Redação #1160986
Em Memórias Póstumas de Braz Cubas, livro do escritor brasileiro Machado de Assis, a personagem que entitula a obra, relata não ter filhos para não transmitir o legado negativo da miséria humana. Essa percepção de Assis, dialoga com a realidade hodierna do Brasil, haja vista que no país, a problemática da população em situação de rua é endêmica. Sob este aspecto, nota-se que o revés ocorre tanto pela banalização dessa condição, quanto pela postura higienista do Estado nacional acerca dessa população.

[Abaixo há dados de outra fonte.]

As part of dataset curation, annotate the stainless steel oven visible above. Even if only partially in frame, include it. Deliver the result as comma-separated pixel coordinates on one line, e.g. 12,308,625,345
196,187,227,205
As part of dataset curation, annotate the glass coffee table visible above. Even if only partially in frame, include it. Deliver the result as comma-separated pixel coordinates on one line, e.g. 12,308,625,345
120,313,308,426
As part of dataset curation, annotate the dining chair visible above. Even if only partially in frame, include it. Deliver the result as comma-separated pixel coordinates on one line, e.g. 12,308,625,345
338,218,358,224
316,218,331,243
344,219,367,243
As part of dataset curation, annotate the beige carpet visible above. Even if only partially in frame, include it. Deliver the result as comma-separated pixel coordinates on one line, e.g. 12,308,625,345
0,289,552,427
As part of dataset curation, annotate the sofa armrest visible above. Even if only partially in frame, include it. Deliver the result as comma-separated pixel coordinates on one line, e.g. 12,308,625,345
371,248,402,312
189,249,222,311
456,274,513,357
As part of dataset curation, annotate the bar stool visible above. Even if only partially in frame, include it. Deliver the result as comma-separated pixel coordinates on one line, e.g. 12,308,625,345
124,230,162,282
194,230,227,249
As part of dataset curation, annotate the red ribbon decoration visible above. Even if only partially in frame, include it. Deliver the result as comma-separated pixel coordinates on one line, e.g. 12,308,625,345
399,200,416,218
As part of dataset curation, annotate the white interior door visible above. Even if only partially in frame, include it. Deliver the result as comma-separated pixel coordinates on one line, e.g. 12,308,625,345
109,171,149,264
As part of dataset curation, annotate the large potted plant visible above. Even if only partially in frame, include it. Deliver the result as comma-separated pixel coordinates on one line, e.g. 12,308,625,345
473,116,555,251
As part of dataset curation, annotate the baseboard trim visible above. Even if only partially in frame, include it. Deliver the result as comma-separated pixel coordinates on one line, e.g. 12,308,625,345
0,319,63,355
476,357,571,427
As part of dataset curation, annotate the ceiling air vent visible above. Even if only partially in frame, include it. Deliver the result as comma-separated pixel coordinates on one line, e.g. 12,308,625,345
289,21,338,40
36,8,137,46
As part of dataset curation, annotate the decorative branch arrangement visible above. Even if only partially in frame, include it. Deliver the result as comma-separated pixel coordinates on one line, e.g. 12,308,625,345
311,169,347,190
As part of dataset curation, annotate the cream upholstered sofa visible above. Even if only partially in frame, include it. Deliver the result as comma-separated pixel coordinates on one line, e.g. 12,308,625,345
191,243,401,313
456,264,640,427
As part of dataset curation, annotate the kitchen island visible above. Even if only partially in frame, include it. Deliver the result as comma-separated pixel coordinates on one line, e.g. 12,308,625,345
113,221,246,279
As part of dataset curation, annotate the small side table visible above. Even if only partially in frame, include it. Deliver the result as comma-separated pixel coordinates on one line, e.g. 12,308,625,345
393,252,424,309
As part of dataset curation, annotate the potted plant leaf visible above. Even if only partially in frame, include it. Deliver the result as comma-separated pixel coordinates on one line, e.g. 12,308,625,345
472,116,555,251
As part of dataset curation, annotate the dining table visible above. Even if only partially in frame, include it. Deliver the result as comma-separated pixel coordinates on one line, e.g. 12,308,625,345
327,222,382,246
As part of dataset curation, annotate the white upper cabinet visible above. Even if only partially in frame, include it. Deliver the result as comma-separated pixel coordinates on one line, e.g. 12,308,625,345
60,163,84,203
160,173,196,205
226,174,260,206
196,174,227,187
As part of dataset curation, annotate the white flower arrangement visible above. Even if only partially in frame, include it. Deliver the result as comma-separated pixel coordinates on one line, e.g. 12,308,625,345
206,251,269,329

Cabe ressaltar, inicialmente, que a normalização pelo corpo social, da precariedade vivenciada pelas pessoas que moram nas ruas, é um dos causadores do problema em questão. Isso acontece porque tal conjuntura inviabiliza a pressão social sobre o poder público para a resolução do impasse, bem como, minimiza as ações populares de ajuda humanitária a esses indivíduos vulneráveis. Nesse sentido, no livro "Cegueira Moral", o pensador polonês, Zygmunt Bauman, aborda a ausência de sensibilidade dos homens modernos em meio as dores dos seus semelhantes, ao argumentar que o individualismo impulsiona a indiferença ante os problemas sociais. Desse modo, entende-se que a banalização da situação de rua apresenta-se como um reflexo da cegueira moral e experienciada no contexto atual.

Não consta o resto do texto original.